Fourier analysis uses {-1, +1} internally (plus_minus_cube) but accepts {0, 1} inputs:

```python
f = bf.create([0, 1, 1, 0])  # {0,1} input
f.fourier()  # Internally converts: 0→+1, 1→-1
```

**Rationale**: Fourier theory is cleaner in ±1 space (characters are χ_S(x) = ∏_{i∈S} x_i).

### 4. Error Models

Support for uncertainty quantification:

```python
f = bf.create(data, error_model=bf.PACErrorModel(epsilon=0.1))
```

**Rationale**: Enables PAC learning and property testing with rigorous error bounds.
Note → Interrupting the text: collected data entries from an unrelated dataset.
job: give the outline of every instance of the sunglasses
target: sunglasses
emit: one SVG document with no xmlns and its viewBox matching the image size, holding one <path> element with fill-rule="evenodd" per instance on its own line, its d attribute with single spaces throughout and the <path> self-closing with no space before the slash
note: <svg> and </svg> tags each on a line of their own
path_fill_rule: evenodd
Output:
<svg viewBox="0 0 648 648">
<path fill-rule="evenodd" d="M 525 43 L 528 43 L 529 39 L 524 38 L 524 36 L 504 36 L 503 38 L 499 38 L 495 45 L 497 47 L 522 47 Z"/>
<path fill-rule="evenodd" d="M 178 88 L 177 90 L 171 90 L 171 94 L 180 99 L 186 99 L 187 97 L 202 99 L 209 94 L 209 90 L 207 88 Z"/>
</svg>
### 5. Extensibility via Registry

New representations can be added without modifying core:

```python
@register_strategy("my_custom_rep")
class MyRepresentation(BooleanFunctionRepresentation):
    ...
```

**Rationale**: Research often requires custom representations (e.g., for specific function families).

## Data Flow Example

```
User: bf.create(lambda x: x[0] ^ x[1], n=2)
  ↓
Factory.from_callable()
  → stores callable in representations["function"]
  → returns BooleanFunction

User: f.fourier()
  ↓
BooleanFunction.get_representation("fourier_expansion")
  → not in cache
  → ConversionGraph.find_optimal_path("function", "fourier_expansion")
  → routes through hub: function → truth_table → fourier_expansion
  → executes conversions, caches results
  → returns Fourier coefficients
```

## Module Dependencies

```
api.py
  └── core/
       ├── base.py (BooleanFunction)
       ├── factory.py
       ├── builtins.py
       ├── conversion_graph.py (hub-and-spoke dispatch)
       ├── spaces.py (Space, Measure)
       ├── io.py (load/save)
       ├── adapters.py (adapt_callable for large-n oracles)
       ├── gpu.py (CuPy acceleration)
       ├── optimizations.py (NumPy/Numba/pyfwht backend selection)
       ├── numba_optimizations.py (JIT-compiled hot paths)
       ├── batch_processing.py (BatchProcessorManager)
       ├── auto_representation.py (recommend_representation)
       ├── errormodels.py (PACErrorModel)
       └── representations/
            ├── registry.py (STRATEGY_REGISTRY)
            ├── truth_table.py, packed_truth_table.py, sparse_truth_table.py
            ├── fourier_expansion.py, anf_form.py, polynomial.py
            ├── dnf_form.py, cnf_form.py, bdd.py, circuit.py
            ├── symbolic.py, ltf.py, distribution.py
            └── base.py (BooleanFunctionRepresentation)

analysis/
  ├── __init__.py (SpectralAnalyzer, PropertyTester)
  ├── fourier.py, sensitivity.py, block_sensitivity.py
  ├── complexity.py, query_complexity.py, certificates.py
  ├── decision_trees.py, huang.py
  ├── hypercontractivity.py, global_hypercontractivity.py
  ├── p_biased.py, sampling.py, learning.py, pac_learning.py
  ├── cryptographic.py, gaussian.py, invariance.py
  ├── arrow.py, fkn.py, communication_complexity.py
  ├── ltf_analysis.py, restrictions.py, symmetry.py
  └── sparsity.py, canalization.py, equivalence.py, gf2.py, basic_properties.py

families/
  ├── base.py (FunctionFamily, InductiveFamily)
  ├── builtins.py (MajorityFamily, ParityFamily, ...)
  ├── tracker.py (GrowthTracker)
  └── theoretical.py

visualization/
  ├── decision_tree.py, decision_tree_export.py
  ├── growth_plots.py, interactive.py
  └── animation.py, latex_export.py, widgets.py
```

## Performance Considerations

- **n ≤ 14**: Dense truth tables, exact algorithms
- **14 < n ≤ 20**: Packed truth tables, still tractable
- **n > 20**: Sampling-based methods, oracle access
- **n ≥ 64**: Integer overflow protection (use bit-array sampling)

Numba JIT compilation and pyfwht are used for hot paths when available. See [performance.md](performance.md) for benchmarks and optimization tiers.